I Believe That It Is The Music Of Our Time That Will Be Remembered Long After
I believe that it is the music of our time that will be remembered long
after
we are gone, and it is bands like Oasis that led the revolution which
took
place recently. Oasis, headed by brothers Liam and Noel Gallagher
was
the first band after The Beatles to lash out against what had become
the
normal way a band should be, and that is why they will be known for
years
to come as the band who changed rock music.
Noel Gallagher was
born on May 29, 1967 in Manchester, he was the
second son of Thomas and
Margaret Gallagher. Thomas, Tommy to the
boys at the pub, was a construction
worker. He and his wife, known to her
pals as Peggy, resided in the
working-class Manchester suburb called
Burnage with their first boy,
Paul.
"God was playing a joke when He made me," Noel Gallagher once
said.
"You know, 'Let's make this guy a writer and a guitar player, but
let's make
him write with his left hand but play with his right, and let's
have him born
in the middle of May and give him a Christmas name like Noel.
Little did
Noel know that when he grew up he was to become the frontman
of one of
the most influential rock bands in music history at a time when
music was
the most influential form of speech on the planet.
Little
Liam arrived in the Gallagher household five years later, on
September
21, 1972. He and Noel were forced to share a bedroom,
something that always
bothered Noel to no end, seeing how Paul, just a
year-and-a-half older than
him, had his own room.
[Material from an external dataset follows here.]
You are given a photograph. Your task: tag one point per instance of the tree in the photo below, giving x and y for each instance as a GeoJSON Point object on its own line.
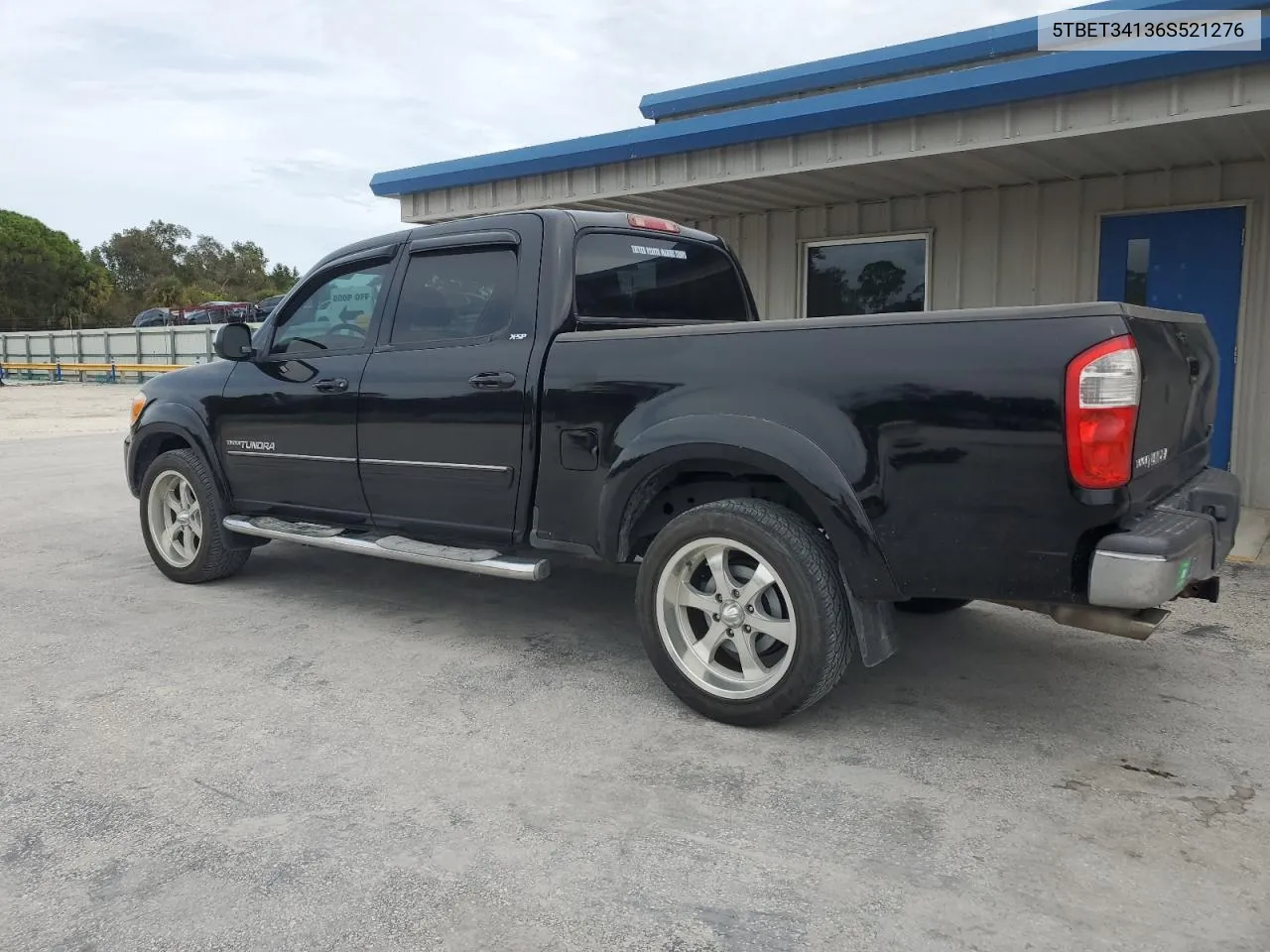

But Liam and Noel
made the best of it, and the bedroom
saw the beginnings of the somewhat
loving, often heated relationship between
the brothers. The boys kept a
running record of their childhood by scrawling
on their wall, later
described by Tommy as their "wonderwall", later to
become the title of
one of their biggest selling singles. Bits of songs,
poems, favourite bands,
football teams and the like were all immortalised on
their bedroom wall. In
addition to their love of football, the lads also
became engrossed with
rock'n'roll. Both Noel and Liam were big fans of tubby
'70s glamrocker
Alvin Stardust. "When he came on telly they'd mime along
and pretend to
be Alvin," their father remembers, "and I'd always catch them
singing into
hairbrushes and playing air guitar." Most important to Noel's
musical
growth was the North's all-time greatest band, the Beatles. Like
many
youngsters, the songsmith first fell in love with the Fab Four via their
Red
and Blue hits collections, and they formed the basis of his
musical
sensibility for years to come.
"I was about six when I started
hearing the Red Album " he recalled in an
interview "They're songs to grow up
with, really...The Red Album
documents the Beatles as the greatest pop band
ever and The Blue Album
documents them as the greatest rock band
ever."
Noel's school life was problematic at best. While he was plainly a
bright
young man, he battled with a minor case of dyslexia, which, topped
with
the poor quality of Manchester's schools, was a dangerous
combination.
"School didn't really hold anything for me," he explained
later. "I knew
from a very early age what I wanted to be, I wanted to be a
musician."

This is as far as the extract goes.